Disaster recovery: How to take a proactive approach to protecting data
When disaster strikes, unchecked vulnerabilities have a way of coming to the fore. Whether that's a broken levee during a hurricane or a hole in your cloud security that is exploited by a hacker, catastrophic events tend to reveal what's been overlooked all along. For brands, that often comes in the form of neglected defense mechanisms meant to protect their data, people and assets.
As more organizations undergo digital transformation, and more business services move to the cloud, the collective vulnerability grows. While there is no doubt significant value in online services and cloud technology, any disruption to those services can adversely impact your operations and ultimately your revenue stream. This is precisely why developing a strategy for disaster recovery (DR) is an essential practice for every business. That said, it's all too common for business leaders to underestimate just how much preparation is required to protect against unexpected dangers.

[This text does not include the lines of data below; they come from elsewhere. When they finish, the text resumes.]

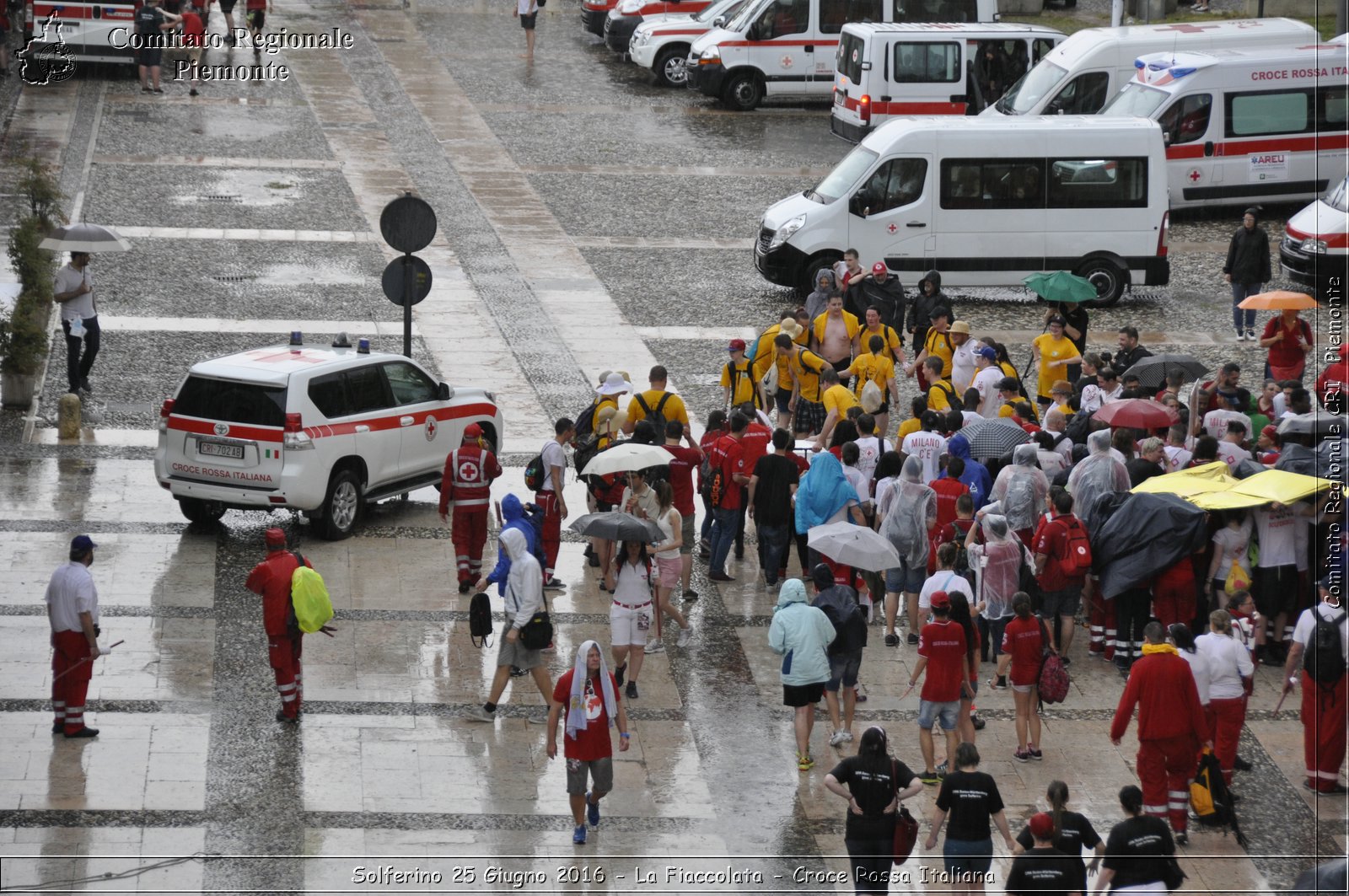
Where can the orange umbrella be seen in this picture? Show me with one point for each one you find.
(1278, 300)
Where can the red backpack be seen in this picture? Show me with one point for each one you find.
(1076, 561)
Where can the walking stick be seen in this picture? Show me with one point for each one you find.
(83, 662)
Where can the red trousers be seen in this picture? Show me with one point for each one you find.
(1324, 730)
(72, 667)
(469, 532)
(552, 529)
(283, 655)
(1225, 721)
(1166, 767)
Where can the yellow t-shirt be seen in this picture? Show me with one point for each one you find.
(1052, 348)
(939, 346)
(840, 399)
(674, 408)
(872, 368)
(744, 381)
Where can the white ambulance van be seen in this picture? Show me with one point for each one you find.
(1245, 126)
(787, 47)
(985, 201)
(883, 71)
(314, 428)
(1090, 67)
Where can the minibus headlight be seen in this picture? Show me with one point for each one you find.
(787, 231)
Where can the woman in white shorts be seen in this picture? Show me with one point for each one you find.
(668, 564)
(631, 614)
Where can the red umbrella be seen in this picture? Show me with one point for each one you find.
(1137, 413)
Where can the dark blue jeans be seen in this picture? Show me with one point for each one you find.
(723, 536)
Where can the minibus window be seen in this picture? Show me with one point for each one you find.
(1256, 114)
(919, 62)
(843, 175)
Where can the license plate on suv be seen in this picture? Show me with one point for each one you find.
(220, 449)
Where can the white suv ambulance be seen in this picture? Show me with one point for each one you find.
(323, 431)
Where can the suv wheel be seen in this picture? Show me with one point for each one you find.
(199, 510)
(341, 507)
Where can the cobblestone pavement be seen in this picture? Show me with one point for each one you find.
(587, 222)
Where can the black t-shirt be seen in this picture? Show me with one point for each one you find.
(773, 493)
(1045, 871)
(1076, 831)
(970, 799)
(1137, 850)
(873, 784)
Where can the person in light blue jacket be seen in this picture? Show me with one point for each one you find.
(802, 635)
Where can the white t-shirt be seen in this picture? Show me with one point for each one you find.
(69, 594)
(1278, 534)
(944, 581)
(1308, 625)
(67, 280)
(553, 455)
(927, 447)
(986, 384)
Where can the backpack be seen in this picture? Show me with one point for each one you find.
(654, 415)
(1078, 561)
(479, 620)
(1324, 659)
(309, 597)
(1054, 676)
(1211, 797)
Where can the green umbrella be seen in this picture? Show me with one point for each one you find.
(1062, 287)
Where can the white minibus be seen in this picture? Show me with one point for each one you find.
(1245, 126)
(884, 71)
(1083, 72)
(985, 201)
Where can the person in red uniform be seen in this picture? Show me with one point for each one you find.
(271, 579)
(1171, 727)
(469, 482)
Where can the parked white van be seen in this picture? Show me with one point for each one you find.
(786, 47)
(884, 71)
(1247, 125)
(985, 201)
(1089, 67)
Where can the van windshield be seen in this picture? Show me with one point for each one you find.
(1137, 99)
(842, 179)
(1032, 88)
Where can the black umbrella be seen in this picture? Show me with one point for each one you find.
(1153, 368)
(618, 527)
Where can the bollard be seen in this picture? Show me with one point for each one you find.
(67, 416)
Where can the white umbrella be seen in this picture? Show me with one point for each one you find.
(626, 458)
(854, 547)
(84, 238)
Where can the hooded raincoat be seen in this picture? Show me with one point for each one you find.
(911, 514)
(802, 636)
(1022, 487)
(1096, 475)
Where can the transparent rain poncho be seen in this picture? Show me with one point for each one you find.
(1096, 475)
(1022, 489)
(911, 514)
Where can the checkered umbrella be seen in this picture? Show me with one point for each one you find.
(993, 437)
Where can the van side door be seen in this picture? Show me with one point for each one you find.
(894, 208)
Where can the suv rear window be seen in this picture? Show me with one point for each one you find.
(234, 402)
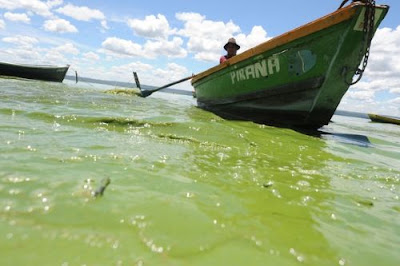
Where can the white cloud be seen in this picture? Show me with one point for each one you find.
(395, 101)
(19, 17)
(82, 13)
(151, 27)
(121, 47)
(36, 6)
(207, 37)
(91, 56)
(54, 3)
(21, 40)
(67, 48)
(59, 25)
(382, 73)
(167, 48)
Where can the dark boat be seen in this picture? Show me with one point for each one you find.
(384, 119)
(37, 72)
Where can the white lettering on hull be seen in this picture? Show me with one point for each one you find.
(264, 68)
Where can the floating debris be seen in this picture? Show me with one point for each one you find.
(268, 185)
(365, 202)
(100, 190)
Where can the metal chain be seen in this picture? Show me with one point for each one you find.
(368, 30)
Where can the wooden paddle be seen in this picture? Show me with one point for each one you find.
(146, 93)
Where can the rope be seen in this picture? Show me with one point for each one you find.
(368, 31)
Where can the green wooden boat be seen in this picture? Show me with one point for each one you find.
(37, 72)
(296, 79)
(384, 119)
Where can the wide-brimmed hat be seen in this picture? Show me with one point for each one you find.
(233, 41)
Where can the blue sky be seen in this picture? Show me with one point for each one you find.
(167, 40)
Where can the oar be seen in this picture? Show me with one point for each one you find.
(146, 93)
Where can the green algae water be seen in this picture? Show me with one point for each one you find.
(187, 187)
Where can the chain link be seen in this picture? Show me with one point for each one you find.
(368, 32)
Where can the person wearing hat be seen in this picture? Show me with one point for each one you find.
(231, 48)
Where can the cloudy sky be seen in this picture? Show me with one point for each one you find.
(167, 40)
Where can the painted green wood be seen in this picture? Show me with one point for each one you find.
(299, 83)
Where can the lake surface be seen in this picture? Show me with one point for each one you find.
(187, 187)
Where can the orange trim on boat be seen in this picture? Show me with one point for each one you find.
(334, 18)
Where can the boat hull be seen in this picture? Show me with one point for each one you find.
(295, 79)
(45, 73)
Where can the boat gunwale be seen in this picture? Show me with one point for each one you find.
(35, 66)
(322, 23)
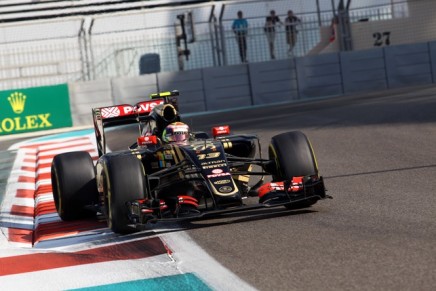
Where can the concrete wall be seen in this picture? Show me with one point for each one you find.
(279, 81)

As Davin Overland, senior product manager at TELUS International and expert in Google Cloud Platform services emphasizes, "Supply side failures stop your business from creating your products, demand side failures destroy revenue, and business support system failures stop your company from maximizing the value of customer interactions. It doesn't take a complete failure of all these systems to qualify as a disaster."
Below, we'll outline the scope of what you should consider in regards to cloud security and disaster planning, how to structure and organize a disaster recovery strategy and review best practices for implementing a comprehensive and cost-justified disaster recovery program.
The variety of disasters
It would be impossible to name all the ways to disrupt a business. From natural disasters like floods, earthquakes and fires, to cyberattacks and infrastructure failures, disruption can come from the most unexpected sources. Sometimes the smallest human error can have a devastating impact on your business.
Inside the data center, losing a rack of servers can cause some systems to go down if you haven't designed for high availability — the degree to which technology can minimize downtime and maintain continuous operations. Infrastructure failures may be outside your data center, too. If a massive storm knocks out your internet service provider, your whole digital platform could go dark. A misconfigured network device or domain name record can leave servers inaccessible to your customers, partners and employees.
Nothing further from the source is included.